I'm in an Algebra II class, and the current topic is polynomials. I was working on a problem, but I have no idea where to begin.

Suppose \(f\) is a polynomial such that \(f(0)=47, f(1)=32, f(2)=-13,\) and \(f(3)=16.\) What is the sum of the coefficients of \(f\)?

Clearly, to find the sum of the coefficients, I need to find the function \(f\). I'm not sure how to find \(f\) given a set of points. One potential option I saw on the Internet was polynomial interpolation, but the Wikipedia article was very complicated. Is there a simpler explanation of this technique, if it is the right approach? If not, what is the right approach to this problem?

Thanks!

[jwaltos]

f(x)=a*x^4+b*x^3+c*x^2+d*x+47, since there are 4 roots assuming a single variable.

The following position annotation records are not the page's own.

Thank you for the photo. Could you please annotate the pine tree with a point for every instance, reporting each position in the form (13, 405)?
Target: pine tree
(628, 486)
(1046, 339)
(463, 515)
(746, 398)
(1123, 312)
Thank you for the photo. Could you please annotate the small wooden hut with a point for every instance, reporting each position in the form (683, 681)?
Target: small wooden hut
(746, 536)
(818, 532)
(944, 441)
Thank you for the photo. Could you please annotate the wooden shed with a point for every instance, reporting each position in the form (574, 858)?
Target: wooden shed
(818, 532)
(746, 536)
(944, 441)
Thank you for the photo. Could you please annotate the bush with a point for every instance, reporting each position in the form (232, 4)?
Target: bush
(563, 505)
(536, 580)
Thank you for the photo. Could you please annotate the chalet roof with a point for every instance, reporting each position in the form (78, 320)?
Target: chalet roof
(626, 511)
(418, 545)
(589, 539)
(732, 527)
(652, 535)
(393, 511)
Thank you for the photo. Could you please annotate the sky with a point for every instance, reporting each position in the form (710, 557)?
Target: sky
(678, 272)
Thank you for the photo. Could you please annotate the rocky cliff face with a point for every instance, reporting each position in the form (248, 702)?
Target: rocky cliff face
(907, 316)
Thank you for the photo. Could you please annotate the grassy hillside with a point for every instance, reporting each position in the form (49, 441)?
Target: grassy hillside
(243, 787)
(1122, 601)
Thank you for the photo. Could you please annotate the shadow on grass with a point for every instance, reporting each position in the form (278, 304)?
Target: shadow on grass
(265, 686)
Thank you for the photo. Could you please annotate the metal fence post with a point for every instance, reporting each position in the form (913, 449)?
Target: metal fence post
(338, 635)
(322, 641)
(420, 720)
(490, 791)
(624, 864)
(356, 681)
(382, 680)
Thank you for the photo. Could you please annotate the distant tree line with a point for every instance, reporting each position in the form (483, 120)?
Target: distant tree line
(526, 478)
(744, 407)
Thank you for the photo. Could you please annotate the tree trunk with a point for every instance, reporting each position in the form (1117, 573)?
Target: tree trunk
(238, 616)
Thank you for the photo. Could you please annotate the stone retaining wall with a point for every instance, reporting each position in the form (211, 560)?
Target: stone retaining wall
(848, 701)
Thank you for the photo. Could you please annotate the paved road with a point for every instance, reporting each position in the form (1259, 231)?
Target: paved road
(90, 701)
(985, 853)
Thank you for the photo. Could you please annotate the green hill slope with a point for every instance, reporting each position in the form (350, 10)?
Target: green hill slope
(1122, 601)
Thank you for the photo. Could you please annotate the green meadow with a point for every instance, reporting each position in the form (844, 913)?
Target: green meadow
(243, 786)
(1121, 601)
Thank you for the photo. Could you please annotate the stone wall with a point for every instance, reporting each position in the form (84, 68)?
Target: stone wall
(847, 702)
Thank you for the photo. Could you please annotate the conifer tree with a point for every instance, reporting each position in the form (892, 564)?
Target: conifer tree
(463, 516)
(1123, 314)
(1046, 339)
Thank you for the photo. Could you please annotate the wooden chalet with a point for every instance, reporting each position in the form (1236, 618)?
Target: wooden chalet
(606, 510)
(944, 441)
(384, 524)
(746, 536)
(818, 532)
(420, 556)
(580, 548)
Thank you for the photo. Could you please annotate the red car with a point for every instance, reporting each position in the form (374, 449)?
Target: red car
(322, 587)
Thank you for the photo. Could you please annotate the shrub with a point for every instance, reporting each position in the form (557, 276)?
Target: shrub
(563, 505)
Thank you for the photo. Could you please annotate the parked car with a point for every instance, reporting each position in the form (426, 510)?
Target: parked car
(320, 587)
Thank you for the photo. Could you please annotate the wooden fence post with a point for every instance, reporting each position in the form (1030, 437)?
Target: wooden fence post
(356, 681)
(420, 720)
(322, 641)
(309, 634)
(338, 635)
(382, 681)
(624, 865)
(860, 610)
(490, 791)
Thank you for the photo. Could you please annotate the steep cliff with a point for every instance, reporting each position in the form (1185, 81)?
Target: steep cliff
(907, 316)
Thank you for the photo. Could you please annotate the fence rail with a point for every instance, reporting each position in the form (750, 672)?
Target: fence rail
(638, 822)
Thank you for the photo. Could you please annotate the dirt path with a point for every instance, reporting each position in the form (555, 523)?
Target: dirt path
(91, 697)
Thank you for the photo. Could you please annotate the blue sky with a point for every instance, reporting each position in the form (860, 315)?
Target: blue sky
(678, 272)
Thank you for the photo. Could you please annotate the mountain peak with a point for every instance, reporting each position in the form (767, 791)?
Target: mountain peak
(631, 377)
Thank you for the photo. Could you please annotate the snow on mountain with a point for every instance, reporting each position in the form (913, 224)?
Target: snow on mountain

Substitute the root given for x in four separate equations then solve for the coefficients.
Check all roots via substitution once the function is obtained then sum your coefficients.

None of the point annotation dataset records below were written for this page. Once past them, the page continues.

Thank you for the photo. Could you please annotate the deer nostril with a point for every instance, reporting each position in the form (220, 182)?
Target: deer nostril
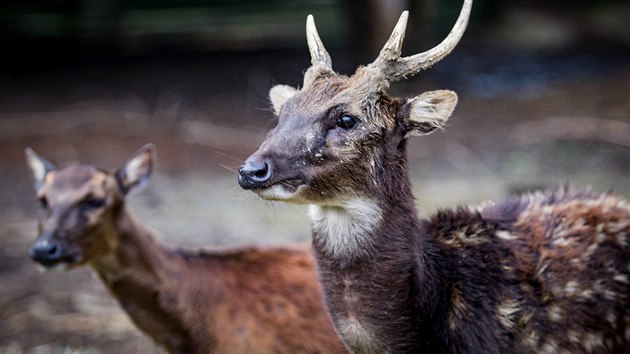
(262, 172)
(253, 173)
(53, 250)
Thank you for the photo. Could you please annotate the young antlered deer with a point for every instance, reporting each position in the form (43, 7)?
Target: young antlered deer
(245, 300)
(543, 273)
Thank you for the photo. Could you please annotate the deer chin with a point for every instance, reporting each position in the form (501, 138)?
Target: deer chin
(58, 267)
(282, 192)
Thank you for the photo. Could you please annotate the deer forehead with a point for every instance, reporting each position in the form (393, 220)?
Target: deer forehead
(76, 182)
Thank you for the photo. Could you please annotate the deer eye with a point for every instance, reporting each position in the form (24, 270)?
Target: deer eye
(346, 122)
(92, 204)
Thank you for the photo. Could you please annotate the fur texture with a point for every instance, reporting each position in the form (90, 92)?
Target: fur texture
(246, 300)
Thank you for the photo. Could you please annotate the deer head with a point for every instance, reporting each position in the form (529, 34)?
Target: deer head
(79, 205)
(335, 134)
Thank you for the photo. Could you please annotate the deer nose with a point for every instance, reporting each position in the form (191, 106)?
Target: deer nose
(46, 252)
(254, 173)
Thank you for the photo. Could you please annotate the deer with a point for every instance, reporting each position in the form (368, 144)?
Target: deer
(542, 272)
(240, 300)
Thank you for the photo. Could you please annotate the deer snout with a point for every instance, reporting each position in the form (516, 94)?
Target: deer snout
(46, 252)
(254, 173)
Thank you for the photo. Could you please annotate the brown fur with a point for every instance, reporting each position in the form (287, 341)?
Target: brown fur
(547, 273)
(246, 300)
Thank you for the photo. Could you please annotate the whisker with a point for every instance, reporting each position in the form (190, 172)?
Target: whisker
(226, 155)
(228, 168)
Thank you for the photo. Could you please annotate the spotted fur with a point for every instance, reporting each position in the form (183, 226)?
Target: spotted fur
(542, 273)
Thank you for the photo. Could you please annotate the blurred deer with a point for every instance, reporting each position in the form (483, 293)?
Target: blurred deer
(246, 300)
(541, 273)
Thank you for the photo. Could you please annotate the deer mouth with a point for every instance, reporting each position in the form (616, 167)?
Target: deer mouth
(282, 190)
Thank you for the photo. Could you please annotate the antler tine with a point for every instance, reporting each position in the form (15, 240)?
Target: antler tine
(393, 47)
(319, 55)
(411, 65)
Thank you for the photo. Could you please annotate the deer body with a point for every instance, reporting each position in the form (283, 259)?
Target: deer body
(542, 273)
(245, 300)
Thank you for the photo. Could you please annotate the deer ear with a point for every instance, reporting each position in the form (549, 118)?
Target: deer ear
(429, 111)
(279, 94)
(39, 167)
(135, 174)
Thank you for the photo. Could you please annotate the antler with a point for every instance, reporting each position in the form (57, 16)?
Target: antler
(394, 67)
(319, 55)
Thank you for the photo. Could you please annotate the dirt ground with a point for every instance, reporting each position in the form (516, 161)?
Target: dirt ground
(523, 123)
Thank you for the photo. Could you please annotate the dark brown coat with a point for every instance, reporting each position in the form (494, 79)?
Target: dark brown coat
(246, 300)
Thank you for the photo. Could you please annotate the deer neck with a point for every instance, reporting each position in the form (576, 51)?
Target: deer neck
(137, 254)
(143, 276)
(372, 257)
(361, 227)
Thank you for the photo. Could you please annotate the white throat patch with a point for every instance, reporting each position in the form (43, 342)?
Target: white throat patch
(344, 229)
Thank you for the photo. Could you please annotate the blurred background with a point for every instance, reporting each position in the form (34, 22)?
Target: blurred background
(544, 100)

This is how I would start.

[axn]

Quote:

Originally Posted by jwaltos

f(x)=a*x^4+b*x^3+c*x^2+d*x+47, since there are 4 roots assuming a single variable.

Off by 1, I think.

[VBCurtis]

Quote:

Originally Posted by jwaltos

f(x)=a*x^4+b*x^3+c*x^2+d*x+47, since there are 4 roots assuming a single variable.
This is how I would start.

Why are there four roots? I see evidence for two. With 4 ordered pairs given, create a polynomial with four unknown coefficients, including the constant term. Since f(0) = 47, 47 is the constant term. That leaves three unknown coeffs in a cubic (degree 3).

[jwaltos]

Probably, Jack Daniels, Jim Beam and Johnny Walker were all giving advice.

[Antonio]

Surely f(1) = 32 = the sum of the coefficients of f(x) for a polynomial of any degree, as all xⁿ = 1 so we are reduced to a_n*1 + a_n-1*1 + a_n-2*1 + ........ + a₀ = 32

[axn]

Quote:

Originally Posted by Antonio

Surely f(1) = 32 = the sum of the coefficients of f(x) for a polynomial of any degree, as all xⁿ = 1 so we are reduced to a_n*1 + a_n-1*1 + a_n-2*1 + ........ + a₀ = 32

[jvang]

I think I get the idea. So the polynomial must be of the form \(ax^3+bx^2+cx+d,\) since there are 4 given points, and one of them is the \(y\) intercept.

So if \(x=1,\) all of the \(x\) values stay the same since \(1\) to any power is \(1\). However, if \(f(1)=32,\) then that is \(a+b+c+47,\) so I would need to subtract \(47\) from \(a+b+c\) to get \(-7\) as the answer.

Either that or I overthought this problem.

[fivemack]

Whatever the polynomial, f(1) is the sum of its coefficients. You weren't given the degree of the polynomial, because you don't need it.

(because if f(x) = sum a_i x^i, then f(1) = sum a_i because all the powers of 1 are 1)

Equally f(-1) is the alternating sum of its coefficients, so f(-1)+f(1)/2 is the sum of the even-numbered coefficients.

This turns into a root into Fourier analysis: think about $f(\omega)$ where $\omega$ is a root of unity.

[LaurV]

@OP: Are you sure the problem asks for the coefficient's sum? As the problem is given, it is either tricky (because you only need to know f(1) and nothing else, no information about the degree is necessary, and the other 3 values given are futile) or either it wanted to ask for the sum of the roots. In this case, you need all 4 values, make s system with 4 equations and 4 variables, check if they are not linear (i.e. the system may not be independent, in such case a lower-degree poly will fit) and/or use Vieta's formulas to get the sum.

[CRGreathouse]

Quote:

Originally Posted by LaurV

@OP: Are you sure the problem asks for the coefficient's sum?

I'm pretty sure that's what it's asking. Otherwise, how do you know it's a quartic f(x) and not a quintic, say f(x) * (x - 7)?